Error: Out of memory

Nooshin Abbasi

unread,

Jul 3, 2019, 2:18:07 PM7/3/19

to plink2-users

Hello,

I am trying to merge data for all the chromosomes by the following command:

plink --merge-list all_files.txt --make-bed --out merged

as the the "out of memory" error popped up, I added the memory flag and assigned higher memory for the workspace, however, I am still receiving the same error.

PLINK v1.90b4.6 64-bit (15 Aug 2017)
Options in effect:
--make-bed
--memory 200000
--merge-list all_files.txt
--out merged

Hostname: xxxx
Working directory: xxxx
Start time: Wed Jul 3 11:05:47 2019

Random number seed: 1562177147
257842 MB RAM detected; reserving 200000 MB for main workspace.
Allocated 6334 MB successfully, after larger attempt(s) failed.
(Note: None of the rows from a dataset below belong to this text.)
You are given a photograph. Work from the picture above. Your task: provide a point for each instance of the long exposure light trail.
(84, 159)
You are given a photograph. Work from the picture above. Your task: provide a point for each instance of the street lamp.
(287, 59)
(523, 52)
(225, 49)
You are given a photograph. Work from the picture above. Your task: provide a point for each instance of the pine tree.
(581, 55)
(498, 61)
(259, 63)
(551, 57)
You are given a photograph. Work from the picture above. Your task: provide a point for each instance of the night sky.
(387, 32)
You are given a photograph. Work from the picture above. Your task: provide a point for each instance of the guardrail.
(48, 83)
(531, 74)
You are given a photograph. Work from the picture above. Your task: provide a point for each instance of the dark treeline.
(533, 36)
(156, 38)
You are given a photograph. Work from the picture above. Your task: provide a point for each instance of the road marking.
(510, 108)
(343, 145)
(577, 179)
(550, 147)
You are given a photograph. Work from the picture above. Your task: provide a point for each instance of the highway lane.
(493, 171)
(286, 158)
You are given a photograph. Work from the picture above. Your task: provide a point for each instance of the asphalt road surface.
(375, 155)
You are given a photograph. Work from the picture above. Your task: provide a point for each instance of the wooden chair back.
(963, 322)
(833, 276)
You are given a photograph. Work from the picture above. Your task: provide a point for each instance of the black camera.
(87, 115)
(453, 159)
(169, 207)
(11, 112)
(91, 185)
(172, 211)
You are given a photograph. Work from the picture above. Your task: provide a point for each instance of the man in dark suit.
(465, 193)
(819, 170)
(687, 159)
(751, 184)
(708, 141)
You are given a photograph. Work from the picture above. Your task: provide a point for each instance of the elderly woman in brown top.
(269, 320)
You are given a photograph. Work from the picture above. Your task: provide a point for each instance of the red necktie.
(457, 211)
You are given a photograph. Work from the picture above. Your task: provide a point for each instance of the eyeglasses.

Error: Out of memory. The --memory flag may be helpful.
Failed allocation size: 18276860288

End time: Wed Jul 3 11:07:37 2019

Could you please let me know why do I receive this error and how can I solve this issue?

Thank you.

Nooshin

Nooshin Abbasi

unread,

Jul 3, 2019, 3:57:00 PM7/3/19

to plink2-users

As an alternative way, can I merge the vcf files first and then convert them to the binary files with the following command-lines? (Although, I guess this approach may require as big memory as merging the binary files already does)

grep '^#' chr1.filtered.vcf > merge.vcf
grep -v '^#' chr1.filtered.vcf chr2.filtered.vcf ... chr22.filtered.vcf >> merge.vcf

plink --vcf merge.vcf --make-bed --allow-extra-chr --out merge

Or, on the other hand, merging binary files of chromosomes 2 by 2 iteratively to build up 22 chromosomes? (for example, 1 and 2 -> 12 ..... 3 and 4 -> 34 ..... 12 and 34 -> 1234)

Does either of these approaches help the memory issue?

Looking forward to hearing from you.

Thank you

Christopher Chang

unread,

Jul 3, 2019, 7:21:16 PM7/3/19

to plink2-users

The most likely reason for this error is the presence of a long variant ID. In particular, if your variant IDs look something like <chr>:<pos>_<ref>_<alt>, PLINK 1.9 will probably choke if you have any very long indels. This isn’t restricted to merging; you basically have to use PLINK 2.0 if you have any super-long variant IDs.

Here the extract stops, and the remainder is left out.